In 1899, Berea College (Kentucky) President William Goodell Frost wrote “Our Contemporary Ancestors,” in which he argued that the ways of mountain people were not wrong but simply habits from bygone times.
Frost described the “rude language of the mountains” as a form of speech frozen in time. Once the norm, it had fallen out of favor in many other parts of the country.
If you hear someone float the commonly held belief that Elizabethan English persists somewhere in the hills of Appalachia, they’re following in Frost’s footsteps. As romantic as this notion seems, the era of Elizabethan English officially ended in 1603, before any permanent U.S. immigration and long before the settlement of Appalachia.
To give one example of Frost’s reasoning, he argued that using the word “pack” to mean “carry” – apparently common in Appalachia at the time – originated in Chaucer’s England of the 1300s. In reality, all evidence points to this being an American creation, with one of the earliest citations occurring in an 1804 entry in the journals of Lewis and Clark: “I killed a Deer which york Packed on his back.”

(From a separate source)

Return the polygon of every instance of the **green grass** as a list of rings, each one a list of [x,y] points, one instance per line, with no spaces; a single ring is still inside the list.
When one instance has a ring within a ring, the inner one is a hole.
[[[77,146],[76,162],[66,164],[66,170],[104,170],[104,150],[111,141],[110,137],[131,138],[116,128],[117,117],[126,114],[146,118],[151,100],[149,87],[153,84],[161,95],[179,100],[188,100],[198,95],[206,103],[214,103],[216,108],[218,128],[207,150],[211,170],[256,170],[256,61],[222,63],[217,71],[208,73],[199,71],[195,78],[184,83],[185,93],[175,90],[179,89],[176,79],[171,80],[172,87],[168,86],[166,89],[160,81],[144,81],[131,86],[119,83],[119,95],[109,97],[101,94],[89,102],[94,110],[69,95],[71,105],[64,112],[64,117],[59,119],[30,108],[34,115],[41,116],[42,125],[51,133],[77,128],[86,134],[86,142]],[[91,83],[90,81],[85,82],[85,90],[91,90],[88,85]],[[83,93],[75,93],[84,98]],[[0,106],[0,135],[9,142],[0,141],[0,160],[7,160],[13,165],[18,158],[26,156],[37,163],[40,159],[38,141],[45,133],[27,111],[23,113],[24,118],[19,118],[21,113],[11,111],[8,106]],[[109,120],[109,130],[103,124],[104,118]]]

Frost probably had good intentions. Unfortunately, this came at the cost of truth. By claiming that the language was somehow “frozen in history,” he helped perpetuate the stereotype that Appalachians were a retrograde people.
Fluid speech
From the work of linguists Michael Montgomery, Walt Wolfram and several others over the last 40 years, we know that language in Appalachia is actually quite fluid, and has evolved in significant ways over the past century, as language has in other parts of the country.